Four identical buildings were built, two in Germany and two in France. Each is slightly adapted to its setting.

The French apartments, for example, have slightly lower ceilings since French people are shorter than Germans. Corbusier wanted the ceilings low enough so that residents could paint them without standing on a ladder.

I know it sounds like I'm making that up, but it's true. Architects are weird little dictators sometimes.

The Berlin apartments were built in 1957, as ammunition in a war of aesthetics between East and West Berlin.

Corbusier is often blamed—fairly or unfairly, what the hell do I know?—for the trend of up-built project blocks surrounded by empty green space.

In spite of all the criticism that idea receives, our guide insisted that this particular model was successful. The apartments are all occupied, there's a long waiting list.
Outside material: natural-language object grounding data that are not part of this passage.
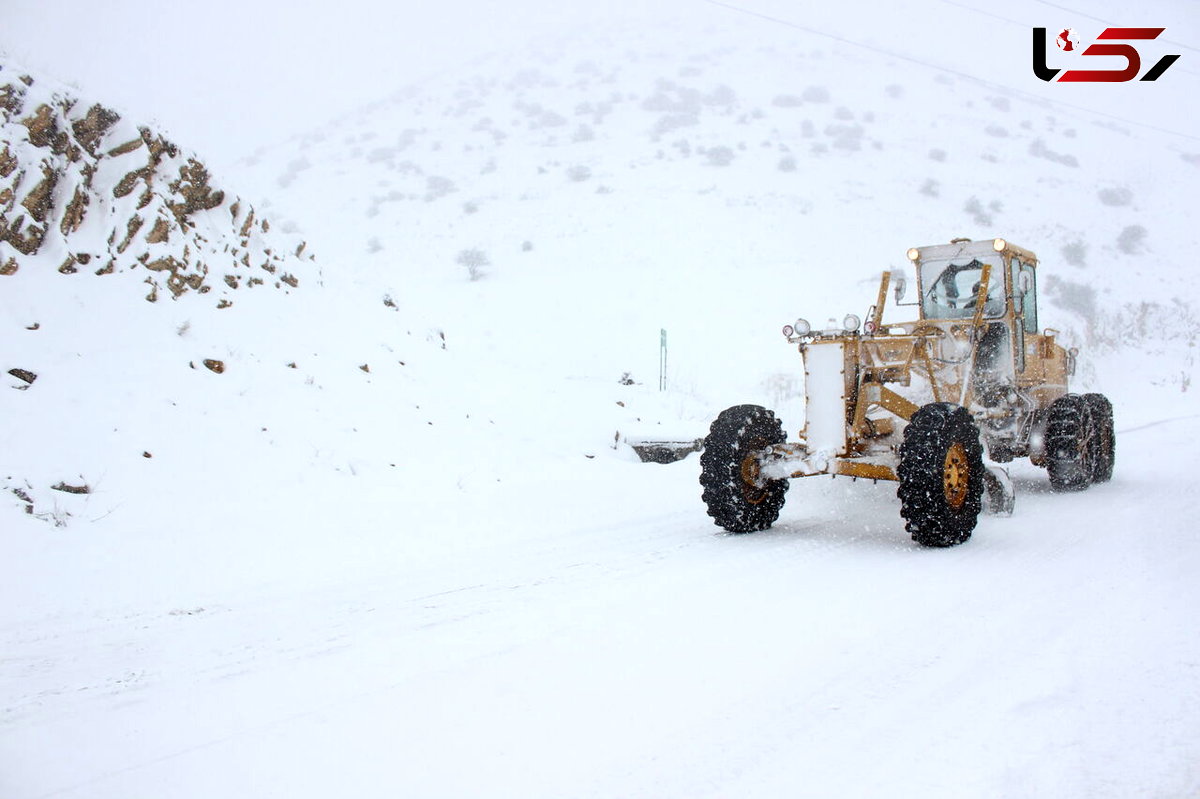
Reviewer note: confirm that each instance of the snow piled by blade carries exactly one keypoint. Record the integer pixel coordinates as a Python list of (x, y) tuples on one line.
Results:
[(378, 533)]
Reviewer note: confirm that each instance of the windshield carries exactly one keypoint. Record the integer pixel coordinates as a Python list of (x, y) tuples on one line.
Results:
[(949, 288)]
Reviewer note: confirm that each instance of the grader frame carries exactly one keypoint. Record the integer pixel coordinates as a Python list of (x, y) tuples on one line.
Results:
[(917, 402)]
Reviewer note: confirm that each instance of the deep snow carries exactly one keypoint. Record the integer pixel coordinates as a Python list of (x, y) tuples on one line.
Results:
[(445, 576)]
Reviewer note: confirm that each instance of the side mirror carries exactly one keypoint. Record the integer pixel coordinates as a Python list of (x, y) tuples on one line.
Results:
[(1025, 282)]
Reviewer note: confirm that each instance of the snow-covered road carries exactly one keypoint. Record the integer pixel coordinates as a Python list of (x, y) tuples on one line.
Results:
[(609, 641)]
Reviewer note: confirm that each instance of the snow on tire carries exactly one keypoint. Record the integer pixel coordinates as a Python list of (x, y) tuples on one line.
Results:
[(733, 500), (941, 475), (1069, 444), (1103, 437)]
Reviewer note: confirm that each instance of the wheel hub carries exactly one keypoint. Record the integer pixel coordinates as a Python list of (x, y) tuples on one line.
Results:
[(751, 472), (955, 475)]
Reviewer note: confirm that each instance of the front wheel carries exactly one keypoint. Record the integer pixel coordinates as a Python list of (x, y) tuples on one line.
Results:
[(1103, 437), (729, 469), (941, 475)]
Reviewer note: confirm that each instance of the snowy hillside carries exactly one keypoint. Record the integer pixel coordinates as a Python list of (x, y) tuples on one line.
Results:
[(719, 185), (373, 529)]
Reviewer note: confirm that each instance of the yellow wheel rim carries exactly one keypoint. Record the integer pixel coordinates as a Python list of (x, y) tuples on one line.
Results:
[(750, 469), (955, 475)]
Almost all of the apartments span two floors. Most of them consist of a narrow kitchen and living room above (or below, depending on which floor they're on) a big-ass bedroom.

The trim pattern is standard across all four Corbusier buildings, but the colors are customized to the location. These are apparently meant to evoke Northern Germany.

The building is designed to face precisely north-south, to maximize the amount of sunlight that comes in.

The hallways have special corrugated roofs to reduce the echo effect you find in every other apartment hallway ever.

The walls between the apartments are thicker on the lower floors, since they're supporting more weight.

The apartments were built to isolate noise, but apparently Corbusier forgot about smells, and residents routinely complain about experiencing each others' dinners.
I went inside a flat in the Marseilles version (I didn’t know the original had been replicated anywhere else) and found the ceilings a bit too low, but then I am taller than average. He had a lot of great ideas for these ‘machines for living in’, but all the imitators left out the expensive features so his vision has been tainted by the poor copies.
In 1976, I took a break from architecture school to spend a semester in France. I visited Corbu’s apartment block built in Nantes but I didn’t get an interior tour. Tant pit! The design decisions he made seem so contrary to much of today’s thinking and yet you say the building is popular. And it looks really well-maintained after so many years.
I love the color in the balconies. Very pretty!